Deal Comes as Retailers Struggle Amid the Coronavirus Pandemic


Crabtree Valley Mall officials said they have hired Raleigh-based Pacific Retail Capital Partners as its new manager. The announcement comes just months after the shopping mall parted ways with Raleigh-based Plaza Associates, which has managed the mall since it opened in 1972.

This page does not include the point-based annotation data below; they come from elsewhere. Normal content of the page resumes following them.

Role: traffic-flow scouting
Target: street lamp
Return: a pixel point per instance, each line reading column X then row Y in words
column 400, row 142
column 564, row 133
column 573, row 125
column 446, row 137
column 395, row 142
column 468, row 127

El Segundo, California-based Pacific Capital Retail Partners focuses on redeveloping retail properties and shopping centers through master-planning and adaptive-reuse developments, according to its website. Much of its portfolio, which includes more than $1.5 billion assets under management, is composed of open-air shopping centers and mixed-use developments.

Owners of the 1.4 million-square-foot Crabtree Valley shopping mall, at 4325 Glenwood Ave. in the northern part of the city, had already been planning to spend almost $300 million to redevelop its vacant big-box retail space into modern mixed-use space that is expected to better compete with online shopping behemoths such as Amazon, which have been taking a bigger chunk of retail sales.

In mid-2019, mall officials revealed plans to replace a vacant Sears store with a 30-story mixed-use tower that would offer retail, office space and hotel rooms. The redevelopment is poised to create more than 2,200 jobs and generate $208 million in economic impact for the city, according to multiple reports.

Developers that are either restoring or completely renovating old-school, enclosed malls — often around 1 million square feet of retail space — are focusing on shopping malls’ one common strength: They were built on real estate with access to large population centers.

Those prime locations naturally lend themselves to redevelopments into mixed-use centers, shopping districts or office parks and green space that can double as concert venues to draw visitors who don't live far away.

Annual sales at the Crabtree Valley Mall exceed $500 million, according to data provided by Plaza Associates. The mall also ranks among the nation’s top 11% of shopping malls, based on its reported sales of more than $800 per square foot.

But it is an extremely precarious time for retail owners and developers, as efforts to slow the spread of the coronavirus have all but rewritten the rule book for retailers, some of which may not survive the pandemic. The U.S. retail industry appears to stand to lose 11% to 17% of its total store count by 2025, according to a report by Swiss bank and money manager UBS that brokers and analysts say is a sound estimate.

The winners in this scenario are expected to be big companies with sophisticated online operations and logistics networks, including Walmart, Target and Amazon, which are poised to sop up the market share left behind by other retailers going dark, according to the report.